Soy incapaz de comprar en el quiosco libros de calidad y mucho menos los clásicos; del mismo modo, me niego a leerlos en los libros electrónicos o en el portátil. Reconozco mi purismo anacrónico en este punto. Soy un apocalíptico recalcitrante, vale. En todo caso, un libro es algo más que un objeto aislado de cultura material: su presencia efectiva comporta un conjunto de relaciones internas y externas que no estoy dispuesto a soslayar a partir del “espíritu de la época” o de la noción gaseosa de progreso.

Más cosas: los cursos de iniciación. El mercado de grandes esperanzas se abre a finales de septiembre.

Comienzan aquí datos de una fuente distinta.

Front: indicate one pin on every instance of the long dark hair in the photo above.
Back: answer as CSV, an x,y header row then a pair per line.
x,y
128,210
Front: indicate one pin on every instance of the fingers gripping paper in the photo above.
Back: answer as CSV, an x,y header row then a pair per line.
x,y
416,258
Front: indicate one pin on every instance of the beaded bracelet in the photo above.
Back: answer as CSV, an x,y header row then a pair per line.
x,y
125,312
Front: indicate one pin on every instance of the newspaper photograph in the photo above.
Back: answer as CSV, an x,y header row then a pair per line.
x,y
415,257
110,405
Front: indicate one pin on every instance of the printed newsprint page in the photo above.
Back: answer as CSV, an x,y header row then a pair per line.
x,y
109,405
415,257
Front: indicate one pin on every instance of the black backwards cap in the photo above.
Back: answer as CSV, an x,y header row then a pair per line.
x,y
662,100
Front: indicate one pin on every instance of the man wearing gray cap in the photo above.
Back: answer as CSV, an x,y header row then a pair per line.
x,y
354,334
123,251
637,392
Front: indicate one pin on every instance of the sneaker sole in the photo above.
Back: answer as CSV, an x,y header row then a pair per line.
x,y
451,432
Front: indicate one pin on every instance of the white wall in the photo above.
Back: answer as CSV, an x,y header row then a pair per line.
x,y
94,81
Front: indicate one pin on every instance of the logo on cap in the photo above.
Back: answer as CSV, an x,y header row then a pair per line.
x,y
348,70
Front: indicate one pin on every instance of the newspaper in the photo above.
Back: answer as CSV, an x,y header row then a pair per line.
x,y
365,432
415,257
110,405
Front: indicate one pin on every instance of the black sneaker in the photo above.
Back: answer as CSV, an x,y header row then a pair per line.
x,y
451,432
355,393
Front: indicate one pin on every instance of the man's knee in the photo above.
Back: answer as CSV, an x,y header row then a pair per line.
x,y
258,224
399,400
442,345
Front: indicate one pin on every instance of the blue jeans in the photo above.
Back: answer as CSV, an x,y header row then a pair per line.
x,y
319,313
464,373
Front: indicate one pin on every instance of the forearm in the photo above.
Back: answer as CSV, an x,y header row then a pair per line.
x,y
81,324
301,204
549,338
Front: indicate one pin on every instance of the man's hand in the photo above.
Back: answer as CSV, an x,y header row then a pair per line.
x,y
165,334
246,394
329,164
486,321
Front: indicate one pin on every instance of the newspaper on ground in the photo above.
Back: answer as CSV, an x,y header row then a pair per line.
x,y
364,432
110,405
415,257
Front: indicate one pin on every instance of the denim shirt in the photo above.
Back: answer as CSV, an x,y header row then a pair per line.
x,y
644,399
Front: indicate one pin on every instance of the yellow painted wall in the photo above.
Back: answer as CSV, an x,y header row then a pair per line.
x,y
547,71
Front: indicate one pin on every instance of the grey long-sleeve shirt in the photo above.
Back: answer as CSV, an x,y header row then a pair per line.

Cursos para aprender idiomas (predomina el inglés pero el chino despunta), de bricolaje con la excusa de los ajustes en el economía familiar, cursos para mantenerse en forma mediante toda clase de gimnasias torturantes, manuales de caza o pesca (te regalan con el primer fascículo un reclamo de perdiz o una cucharilla) o catecismos para una vida sexual sana, interesantes si tenemos en cuenta que los sexólogos son cada vez más libertinos y manejan un lenguaje esotérico. De jardinería, ebanistería, guitarra… todo un despliegue de intenciones efímeras que llegarán como mucho a Navidad. Lo que se vende es apariencia, aunque para Nietzsche la verdadera realidad son siempre las apariencias…

En lo más bajo de la cadena alimentaria están las publicaciones porno, cuyo público es para mí un misterio antropológico, la novela rosa y las fotonovelas, cada vez más apreciadas por los estudiantes de secundaria, las novelas policíacas, leídas a pie de obra por aviesos oficinistas, las de ciencia ficción serie Z, muy valoradas por los parados crónicos… Pero no encontrarás las del Oeste, una rama extinta de la sociogénesis: han desaparecido sin que nadie haya publicado todavía una tesis doctoral sobre las innumerables causas del trágico deceso.